Un fer ayant servi à repasser un costume de mariage, un rétroviseur fendu dans une crise de jalousie, ou encore un string en bonbons, le nouveau «Musée des coeurs brisés» à Zagreb réunit des centaines d'objets, ordinaires, bizarres ou cocasses, témoins d'amours éteintes.

Tout a commencé il y a cinq ans, lorsque Olinka Vistica et Drazen Grubisic, qui vécurent eux-mêmes ensemble pendant quatre ans, voulurent trouver un moyen de préserver l'«héritage» de ce qu'avait été leur liaison.

«Nous nous sommes dits que tout ce qui était beau à l'époque (...) ne devrait pas être détruit, mais plutôt préservé d'une manière ou d'une autre», explique Olinka, 41 ans, pour l'AFP.

«Nous avons lancé le projet en 2006, en l'appelant le Musée des coeurs brisés, en invitant des gens à faire don d'objets ayant marqué leurs vies intimes, leur permettant ainsi, par une sorte de catharsis, de se soulager du poids que représente une relation ratée», ajoute-t-elle.

Bien que l'on puisse se dire que la volonté d'exposer au public une part de sa vie privée relève de l'exhibitionnisme, Drazen Grubisic pense que la principale motivation des contributeurs, qui restent anonymes, a été simplement de tourner la page sur un chapitre de leur vie.

«Tous les événements majeurs dans notre vie, tels que les mariages ou les enterrements, sont accompagnés d'une sorte de rituel, alors que seules les ruptures des relations nous laissent dans la solitude», fait-il valoir.

Au départ, le projet d'Olinka et Drazen prend la forme d'une exposition itinérante qui, pendant quatre ans, va circuler à travers le monde.
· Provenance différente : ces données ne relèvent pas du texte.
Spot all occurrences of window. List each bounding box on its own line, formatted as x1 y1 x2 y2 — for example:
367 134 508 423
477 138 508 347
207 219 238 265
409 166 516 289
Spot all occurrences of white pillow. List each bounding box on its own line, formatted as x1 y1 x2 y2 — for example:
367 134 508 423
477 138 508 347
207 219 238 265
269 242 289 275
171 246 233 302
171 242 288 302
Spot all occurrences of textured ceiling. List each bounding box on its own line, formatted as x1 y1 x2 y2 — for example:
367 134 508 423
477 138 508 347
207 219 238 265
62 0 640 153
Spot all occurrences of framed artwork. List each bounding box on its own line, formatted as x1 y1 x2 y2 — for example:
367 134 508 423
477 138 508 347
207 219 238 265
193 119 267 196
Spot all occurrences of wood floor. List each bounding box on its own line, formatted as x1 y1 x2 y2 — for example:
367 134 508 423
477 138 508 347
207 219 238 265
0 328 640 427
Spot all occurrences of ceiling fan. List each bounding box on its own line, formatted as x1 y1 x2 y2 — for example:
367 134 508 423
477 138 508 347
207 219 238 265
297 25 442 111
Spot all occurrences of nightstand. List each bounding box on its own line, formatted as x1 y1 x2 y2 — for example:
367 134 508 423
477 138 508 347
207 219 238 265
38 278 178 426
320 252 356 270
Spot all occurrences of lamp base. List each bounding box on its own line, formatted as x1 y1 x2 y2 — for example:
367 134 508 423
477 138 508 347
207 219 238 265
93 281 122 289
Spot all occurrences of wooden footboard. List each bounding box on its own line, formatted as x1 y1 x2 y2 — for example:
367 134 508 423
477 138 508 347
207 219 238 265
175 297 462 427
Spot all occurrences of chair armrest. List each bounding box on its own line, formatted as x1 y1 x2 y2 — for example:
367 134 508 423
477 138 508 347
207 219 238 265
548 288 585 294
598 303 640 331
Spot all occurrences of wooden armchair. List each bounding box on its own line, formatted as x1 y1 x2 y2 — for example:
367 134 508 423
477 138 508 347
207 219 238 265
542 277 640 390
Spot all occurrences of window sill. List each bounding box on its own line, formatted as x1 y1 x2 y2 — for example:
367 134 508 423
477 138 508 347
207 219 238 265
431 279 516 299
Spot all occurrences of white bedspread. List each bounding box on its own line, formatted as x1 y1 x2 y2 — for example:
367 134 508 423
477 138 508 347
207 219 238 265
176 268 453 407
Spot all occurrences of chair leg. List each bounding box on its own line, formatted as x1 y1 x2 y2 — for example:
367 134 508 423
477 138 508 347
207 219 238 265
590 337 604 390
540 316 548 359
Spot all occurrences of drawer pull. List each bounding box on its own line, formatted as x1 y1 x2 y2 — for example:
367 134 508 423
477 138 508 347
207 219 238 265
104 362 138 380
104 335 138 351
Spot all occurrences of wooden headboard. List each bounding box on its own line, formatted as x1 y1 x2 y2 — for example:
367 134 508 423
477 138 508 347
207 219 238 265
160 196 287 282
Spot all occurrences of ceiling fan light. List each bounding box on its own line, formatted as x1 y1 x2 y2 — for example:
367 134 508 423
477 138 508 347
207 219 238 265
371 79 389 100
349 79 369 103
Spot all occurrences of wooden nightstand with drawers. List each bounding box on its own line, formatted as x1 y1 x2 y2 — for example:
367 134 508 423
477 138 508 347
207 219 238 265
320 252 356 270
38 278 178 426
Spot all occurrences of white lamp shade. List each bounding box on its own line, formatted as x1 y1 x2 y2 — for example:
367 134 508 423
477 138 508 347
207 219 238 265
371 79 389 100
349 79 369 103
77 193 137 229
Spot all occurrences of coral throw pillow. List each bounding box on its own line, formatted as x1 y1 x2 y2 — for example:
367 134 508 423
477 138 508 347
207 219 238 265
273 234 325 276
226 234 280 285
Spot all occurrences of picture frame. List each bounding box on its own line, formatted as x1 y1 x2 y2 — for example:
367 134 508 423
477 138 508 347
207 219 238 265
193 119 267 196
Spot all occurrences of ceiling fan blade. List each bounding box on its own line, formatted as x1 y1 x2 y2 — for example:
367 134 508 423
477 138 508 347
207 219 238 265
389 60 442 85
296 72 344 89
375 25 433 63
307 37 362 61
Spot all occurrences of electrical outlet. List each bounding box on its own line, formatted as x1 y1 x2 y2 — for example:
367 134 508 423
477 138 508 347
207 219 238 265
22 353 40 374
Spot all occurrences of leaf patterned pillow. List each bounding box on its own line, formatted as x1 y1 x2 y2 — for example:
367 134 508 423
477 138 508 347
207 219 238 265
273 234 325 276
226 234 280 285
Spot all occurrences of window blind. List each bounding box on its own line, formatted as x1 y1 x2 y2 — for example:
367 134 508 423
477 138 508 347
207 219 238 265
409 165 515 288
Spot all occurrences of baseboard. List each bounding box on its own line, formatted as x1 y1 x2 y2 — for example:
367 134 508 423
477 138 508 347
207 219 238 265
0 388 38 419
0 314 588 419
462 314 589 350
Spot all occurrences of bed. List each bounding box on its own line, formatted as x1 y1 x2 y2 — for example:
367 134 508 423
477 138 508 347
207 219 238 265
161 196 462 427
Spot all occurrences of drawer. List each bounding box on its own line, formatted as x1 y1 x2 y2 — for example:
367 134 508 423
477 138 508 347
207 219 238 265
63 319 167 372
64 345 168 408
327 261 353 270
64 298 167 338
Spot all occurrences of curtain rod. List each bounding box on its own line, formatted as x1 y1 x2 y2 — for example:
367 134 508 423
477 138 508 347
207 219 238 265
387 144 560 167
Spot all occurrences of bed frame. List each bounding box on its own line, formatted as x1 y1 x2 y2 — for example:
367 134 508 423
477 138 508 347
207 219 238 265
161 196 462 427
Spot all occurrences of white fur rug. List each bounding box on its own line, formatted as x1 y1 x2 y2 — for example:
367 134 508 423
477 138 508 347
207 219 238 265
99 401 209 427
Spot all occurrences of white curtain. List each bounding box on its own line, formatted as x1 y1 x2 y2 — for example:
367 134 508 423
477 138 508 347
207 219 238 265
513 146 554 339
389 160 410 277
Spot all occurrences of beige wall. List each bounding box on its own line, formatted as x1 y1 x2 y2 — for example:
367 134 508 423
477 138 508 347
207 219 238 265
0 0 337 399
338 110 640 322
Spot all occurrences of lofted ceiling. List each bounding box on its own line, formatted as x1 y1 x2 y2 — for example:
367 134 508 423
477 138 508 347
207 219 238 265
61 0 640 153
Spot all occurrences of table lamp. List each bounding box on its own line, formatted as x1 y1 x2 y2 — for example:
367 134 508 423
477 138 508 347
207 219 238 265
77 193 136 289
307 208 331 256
À chaque étape, Olinka et Drazen amenaient avec eux le meilleur de leur collection à laquelle ils ajoutaient des objets offerts par des particuliers de la ville de passage.

Le «Musée» (www.brokenships.com) est aujourd'hui riche de quelque 700 objets venus du monde entier, et s'est transformé en exposition permanente.

Les objets sont répartis dans plusieurs pièces thématiques, telles que «la Rage et la furie», où l'on retrouve par exemple une hache, devenue un «instrument thérapeutique» dont s'est servi un Berlinois pour réduire en morceaux tous les meubles de sa petite amie.

Ailleurs, un flacon de shampoing italien pour toilette intime masculine est accompagné d'une notice explicative: «après notre rupture, ma mère l'utilisait pour polir les verres. Elle disait que c'était super».

Dans une autre pièce, baptisée «le Caprice du désir», on tombe sur des jarretelles de Sarajevo.

«Je ne les ai jamais mises. La relation aurait peut-être duré plus longtemps si je l'avais fait», lit-on sur une notice signée par l'ex-propriétaire.

Chaque objet exposé est accompagné d'une notice contenant des messages parfois cyniques, ou d'autres évoquant de vrais drames ou des douleurs profondes.

Comme celle affichée à côté d'une prothèse ayant appartenu à un Croate blessé pendant la guerre, dans les années 1990, et qui décrit sa relation avec une infirmière qui l'a aidé, à l'hôpital, à se doter de sa prothèse: «la prothèse a tenu plus longtemps que l'amour».

«C'est un concept excellent. Je l'aime parce qu'il met en valeur des histoires humaines qui deviennent de l'art», commente un visiteur, Domagoj Blazevic, un photographe de 31 ans. Il réfléchit à sa façon de contribuer à la collection, et pense amener des épingles à cheveux de son ancienne petite amie.

«C'est en même temps drôle et poétique, mais j'ai pu aussi ressentir de la douleur», dit Ivanka Mazurkijevic, une chanteuse croate.

Ainsi, ces prières que récitait une jeune femme de Manille, aux Philippines, lorsque son fiancé était à l'hôpital après un accident de voiture et qui finit par mourir.

Les femmes surtout ont donné des objets, précisent les auteurs de l'exposition. À leur «surprise», en Turquie, les coeurs brisés étaient surtout ceux des hommes.